Then we calculate coverage of each cluster/MAG in each sample.
sed '1d' clustering_refine.csv > clustering_refineR.csv
python $DESMAN/scripts/ClusterMeanCov.py Coverage.csv clustering_refineR.csv ../Assembly/final_contigs_c10K.fa > clustering_refine_cov.csv
sed 's/Map\///g' clustering_refine_cov.csv > clustering_refine_covR.csv
Discussion point, how do we calculate cluster coverages?
How well does this correlate with time/replicates.
First lets label COGs on genes:
cd ~/Projects/AD/Annotate
python $DESMAN/scripts/ExtractCogs.py -b final_contigs_gt1000_c10K.out --cdd_cog_file $CONCOCT/scgs/cdd_to_cog.tsv -g final_contigs_gt1000_c10K.gff > final_contigs_gt1000_c10K.cogs
Discussion point what is a COG?
Then genes:
python $DESMAN/scripts/ExtractGenes.py -g final_contigs_gt1000_c10K.gff > final_contigs_gt1000_c10K.genes
cd ..
Return to the analysis directory and create a new directory to bin the contigs into:
mkdir Split
cd Split
$DESMAN/scripts/SplitClusters.pl ../Annotate/final_contigs_gt1000_c10K.fa ../Concoct/clustering_refine.csv
$METASIM/scripts/SplitCOGs.pl ../Annotate/final_contigs_gt1000_c10K.cogs ../Concoct/clustering_refine.csv
$METASIM/scripts/SplitGenes.pl ../Annotate/final_contigs_gt1000_c10K.genes ../Concoct/clustering_refine.csv
cd ..
cp ~/repos/MAGAnalysis/scripts/Prodigal.sh .

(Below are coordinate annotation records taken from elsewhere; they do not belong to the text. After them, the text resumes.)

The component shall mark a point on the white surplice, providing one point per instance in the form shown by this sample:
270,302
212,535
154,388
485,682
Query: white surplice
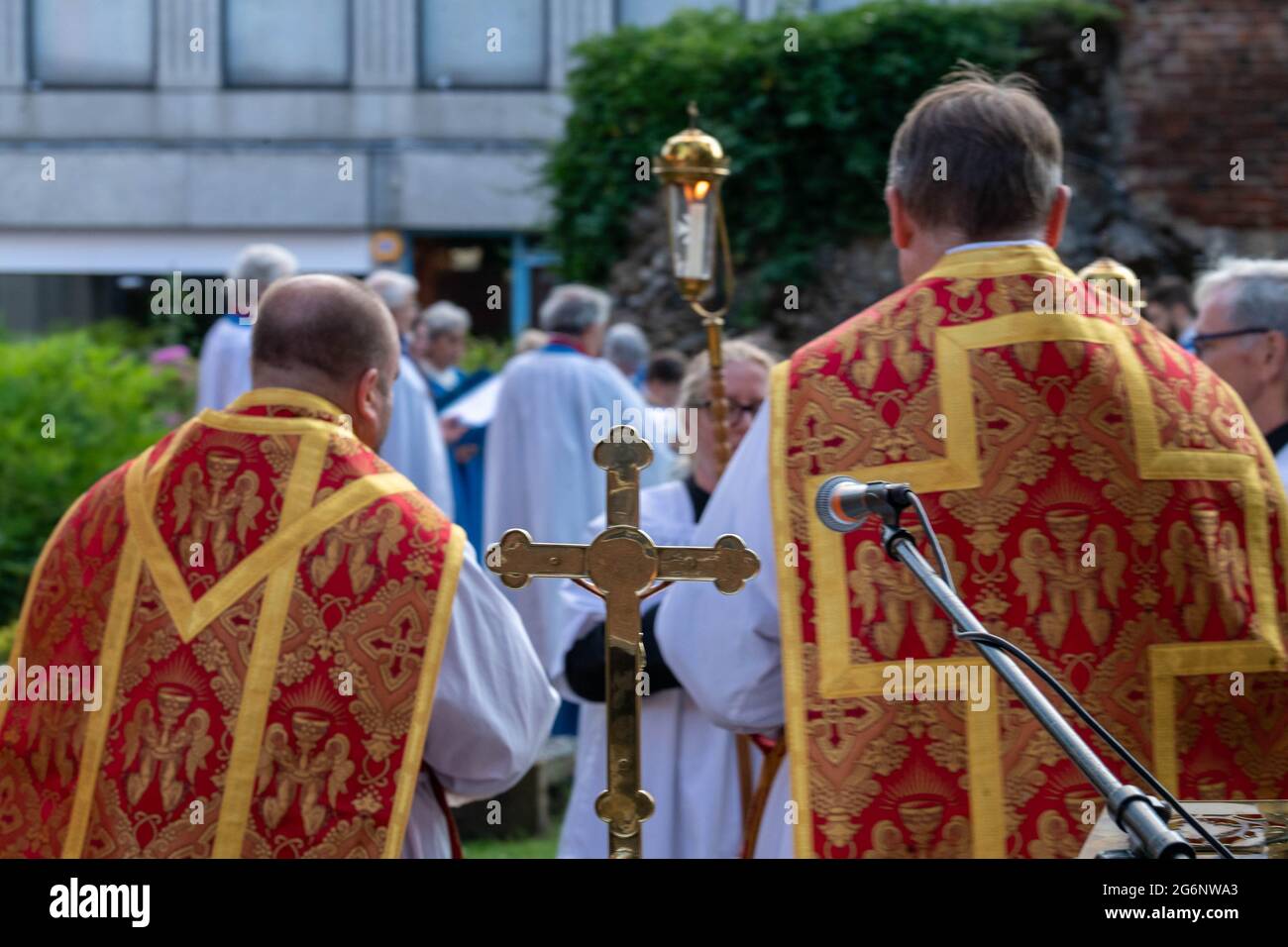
687,763
724,650
415,445
490,714
541,475
223,369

./Prodigal.sh 2> Prodigal.out
Kegg ortholog assignment on genes:
for file in Cluster*/*faa
do
stub=${file%.faa}
base=${stub##*/}
echo $base
diamond blastp -d $KEGG_DB/genes/fasta/genes.dmnd -q $file -p 8 -o ${stub}.m8
done
Discussion point why blastp rather than blastx?
The above maps onto Kegg genes these are then mapped to kegg orthologs by the Perl script:
more ~/bin/Assign_KO.pl
Run as follows:
COUNT=0
for file in Cluster*/*m8
do
dir=${file%.m8}
echo $file
echo $dir
Assign_KO.pl < $file > ${dir}.hits&
let COUNT=COUNT+1
if [ $COUNT -eq 8 ]; then
wait;
COUNT=0
fi
done
Discussion point, trivial parallelisation using bash.

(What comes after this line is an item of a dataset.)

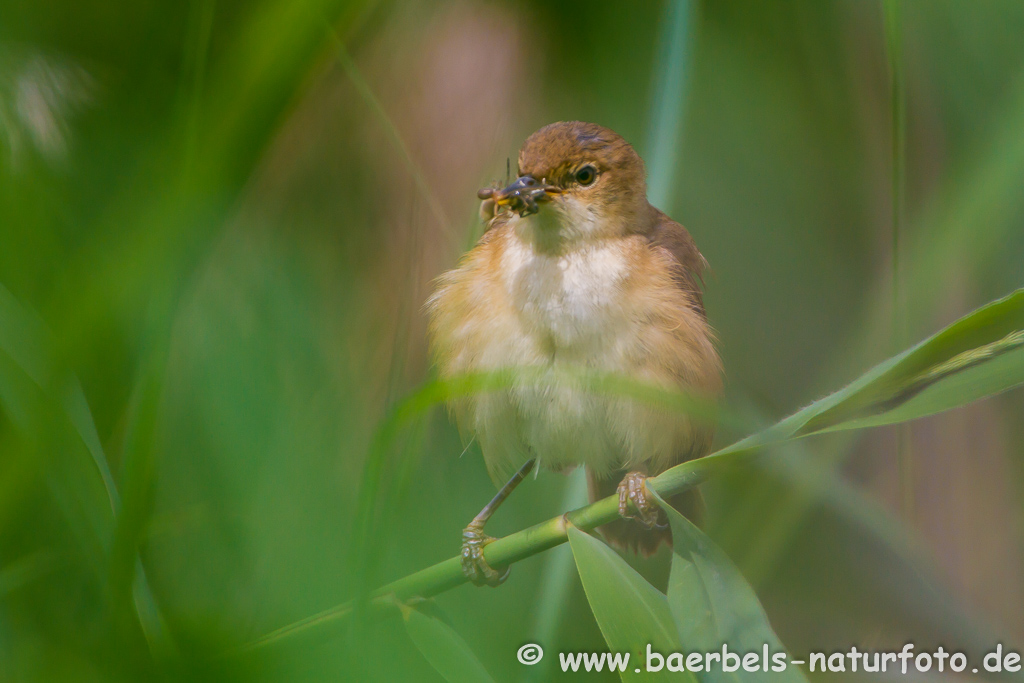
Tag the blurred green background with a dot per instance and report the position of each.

We then can create a table of Kegg orthologs across all clusters.
~/repos/MAGAnalysis/scripts/CollateHits.pl > CollateHits.csv
For Fred's analysis we only want good clusters, select those using R:
R
>CollateHits <- read.csv("CollateHits.csv",header=TRUE,row.names=1)
>scg_ref <- read.table("../Concoct/clustering_refine_scg.tsv",header=TRUE,row.names=1)
>scg_ref <- scg_ref[,-1]
>scg_ref <- scg_ref[,-1]
>rownames(scg_ref) <- gsub("^","C",rownames(scg_ref))
>
>CollateHits <- t(CollateHits)
>CollateHits <- CollateHits[rownames(scg_ref),]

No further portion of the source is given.